Comment mettre ces règles au cœur de la formation des futurs praticiens et des processus de recrutement des futurs professionnels des Affaires publiques ?
Je considère qu’aujourd’hui, ces règles d’encadrement de l’activité des représentants d’intérêts doivent être automatiquement instruites auprès de tout étudiant dans un master qui forme aux métiers des Affaires publiques, au sens très large du terme.
Cela doit concerner toutes les normes et réglementations en vigueur concernant l’éthique du métier et les nouvelles règles que l’on doit connaître par cœur et que l’on doit respecter.
J’ai moi-même enseigné pendant 4 ans à l’Université Paris Dauphine, au Master affaires publiques, l’encadrement Sapin 2. C’est pour moi un indispensable de tout bon professionnel. Lorsque je recrute un junior, je lui confie comme une des premières missions le suivi de notre reporting. Pour moi, c’est un des critères de performance et de prime de résultats.
Nous travaillons également à la formation interne de tout collaborateur impliqué dans les relations institutionnelles, au respect de cette réglementation. Cela se fait en étroite collaboration avec la direction juridique et la direction compliance et éthique. Nous avons en ce sens, sur le site de Transdev, une charte des affaires publiques.
Pour avoir de bons professionnels des affaires publiques, il faut qu’ils aient intégré pleinement, presque de manière automatique, les bases de l’encadrement de la profession pour laquelle ils se destinent. C’est finalement comme un médecin, comme un avocat, comme un notaire sans pour autant tendre vers un ordre parce qu’il y a d’autres ressorts qui sont aussi culturels et ce n’est pas un encadrement qui suffira. D’ailleurs, je fais souvent le parallèle avec l’image que les hommes politiques ont auprès des Français. Il n’y a jamais eu autant de lois depuis une dizaine d’années sur la transparence, sur la déontologie. On connait quasiment tout le patrimoine maintenant des élus et pourtant, les baromètres d’enquêtes d’opinion ne bougent quasiment pas. L’abstention est de plus en plus importante, donc la norme ne fait pas tout.

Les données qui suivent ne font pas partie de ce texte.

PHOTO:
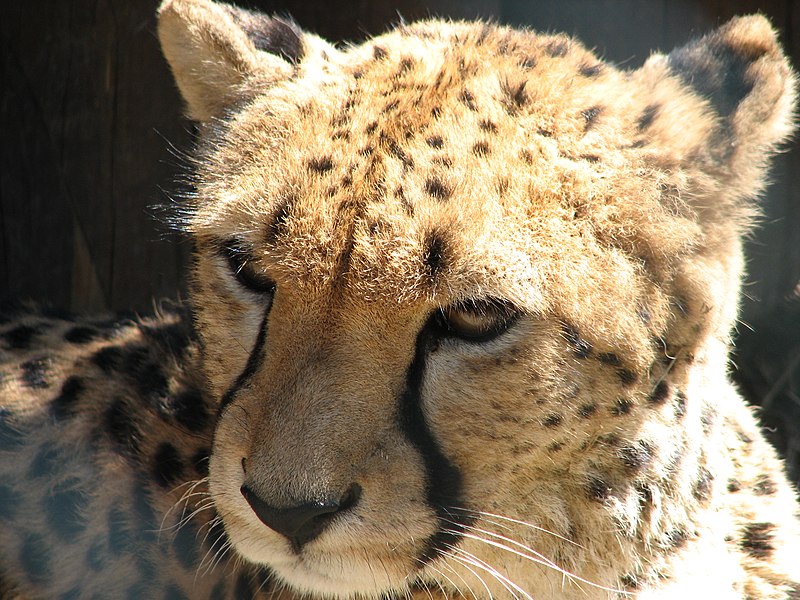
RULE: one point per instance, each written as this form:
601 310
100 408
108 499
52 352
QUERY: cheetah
460 311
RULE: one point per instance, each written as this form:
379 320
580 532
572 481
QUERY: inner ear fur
220 54
729 97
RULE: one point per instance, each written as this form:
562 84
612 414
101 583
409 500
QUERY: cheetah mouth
365 572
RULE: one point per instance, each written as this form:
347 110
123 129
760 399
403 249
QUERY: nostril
304 521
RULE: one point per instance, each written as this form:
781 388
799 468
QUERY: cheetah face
446 284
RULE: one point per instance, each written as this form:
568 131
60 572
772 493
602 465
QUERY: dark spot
189 409
74 594
47 462
660 393
320 164
35 559
406 65
277 222
480 148
390 106
622 406
514 95
676 539
764 486
243 590
468 99
680 404
646 118
557 48
122 429
626 377
487 125
703 484
219 591
588 69
62 405
185 545
707 415
81 334
434 252
10 501
580 347
437 188
757 539
167 465
108 359
609 358
434 141
610 439
552 420
173 592
590 116
65 509
734 485
96 556
636 456
271 34
36 373
397 151
20 337
597 488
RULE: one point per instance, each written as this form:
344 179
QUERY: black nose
303 522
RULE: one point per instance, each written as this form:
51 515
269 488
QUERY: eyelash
477 320
251 280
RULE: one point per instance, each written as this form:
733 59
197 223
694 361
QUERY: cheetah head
455 287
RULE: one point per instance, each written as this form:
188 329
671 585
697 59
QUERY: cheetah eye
477 320
241 265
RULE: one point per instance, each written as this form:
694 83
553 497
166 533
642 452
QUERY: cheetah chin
461 304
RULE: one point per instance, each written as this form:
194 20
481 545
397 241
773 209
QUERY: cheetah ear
736 101
220 54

L’encadrement du lobbying était indispensable parce que l’on ne partait de rien et que l’on a milité auprès des pouvoirs publics pour être reconnus au travers d’une loi qui est en soi une révolution copernicienne pour la France : le fait que le travail de représentants d’intérêts soit intégré dans la loi. Aujourd’hui, on a atteint un stade quand même élevé quand on se compare aux autres cadres réglementaires en Europe.
Cependant, il ne faut pas se leurrer, il y a aussi des ressorts culturels et là, ce n’est pas une question de législation, c’est une question de pédagogie. Les réseaux sociaux favorisent malheureusement la défiance envers autrui et diffusent les fausses informations ce qui sapent les fondements de nos démocraties.

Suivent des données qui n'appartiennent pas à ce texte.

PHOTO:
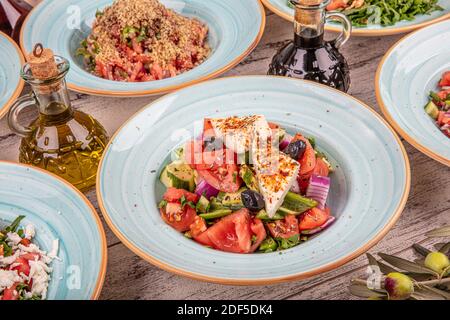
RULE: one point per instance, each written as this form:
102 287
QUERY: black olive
296 149
212 143
252 200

Quels sont les grands chantiers que les organisations de professionnels des affaires publiques doivent entreprendre à ces fins ?

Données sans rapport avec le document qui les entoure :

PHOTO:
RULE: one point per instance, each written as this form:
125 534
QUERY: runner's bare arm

L’objectif de cette conférence du 27 octobre que les trois associations représentatives organisent est de discuter de la loi Sapin 2 et de son évaluation. L’AFCL et l’APAP sont auditionnées régulièrement par les parlementaires, il est important que nous établissions ensemble un constat partagé avant d’évoquer des évolutions de la loi Sapin 2. Nous travaillons également avec la CNIL à l’établissement de lignes directrices concernant l’application du RGPD aux affaires publiques.